Carter drove through the evening rush hour and spent an hour nose to tail through busy streets. He cut down all the side streets he knew but ended up snagged in bottlenecks. His father had been a cabbie, retired only three years ago. It was when he retired all his health problems came, thought Carter sadly. His father had loved the cabbie lifestyle, meeting up with his mates, starting the day with a cup of strong tea and a bacon sandwich at five in the morning at a cabman shelter.
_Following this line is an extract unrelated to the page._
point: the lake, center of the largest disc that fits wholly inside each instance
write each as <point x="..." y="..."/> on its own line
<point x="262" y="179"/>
At just past nine, Carter arrived at Gerald Foster’s house; the van was parked there; there was a large scratch, down to metal on the driver’s side. There were no lights on in the house. He walked around to the side of the property, jumped up and held onto the top of the side gate as he peered over into the back garden. He saw a light flickering through the bare branches of the trees at the end of the garden. Someone was working in the shed. Carter jumped back down and brushed down his coat. He cursed to himself. If there was one thing he hated it was getting his clothes dirty. He shook his head and steeled himself as he leapt once more up to the top of the gate, gripped, pulled his weight up and swung his legs over. He paused before dropping quietly down to the ground the other side. Apart from the faint light from the shed, the garden was in total darkness, shadowed by large overbearing trees.
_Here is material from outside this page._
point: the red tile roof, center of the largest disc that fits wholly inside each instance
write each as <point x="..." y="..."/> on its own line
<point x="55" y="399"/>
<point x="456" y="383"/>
Carter crept down the side of the garden. He kept to the old row of overgrown shrubs for cover. He watched the lights from the shed window as he approached. There was a blackout blind pulled down over the window but a slight breeze inside the shed was lifting it and a bright light burned inside, dimming occasionally as someone passed between the light source and the window. Now as Carter got nearer he realized that it was much more than a shed. It was a substantial-looking outbuilding. It went far back into the trees and must have been sixteen feet long. There was heavy-duty electric wiring up the side of the shed. Whatever Foster did in there, he didn’t like it to be compromised by power cuts.
Carter walked around to the back of the shed, one careful step at a time. There was music coming from inside. The shed radiated warmth. He listened hard and heard the sound of someone planing wood. Carter tripped over one of the wires leading to the shed and just managed to stop himself from falling but not before he snapped the overhanging branch of the tree as he grabbed for it. Then the planing and the music stopped as someone had also paused to listen. Carter looked upwards and saw a camera watching him from the trunk of the nearest tree. He crouched beneath its range and dodged the trees as he moved towards the back of the stand of trees that encased the shed. He heard the sound of the shed door opening and footsteps coming over the frozen ground towards him. Carter set off towards the edge of the garden beyond the trees and doubled round until he came level with the open shed door and slipped inside.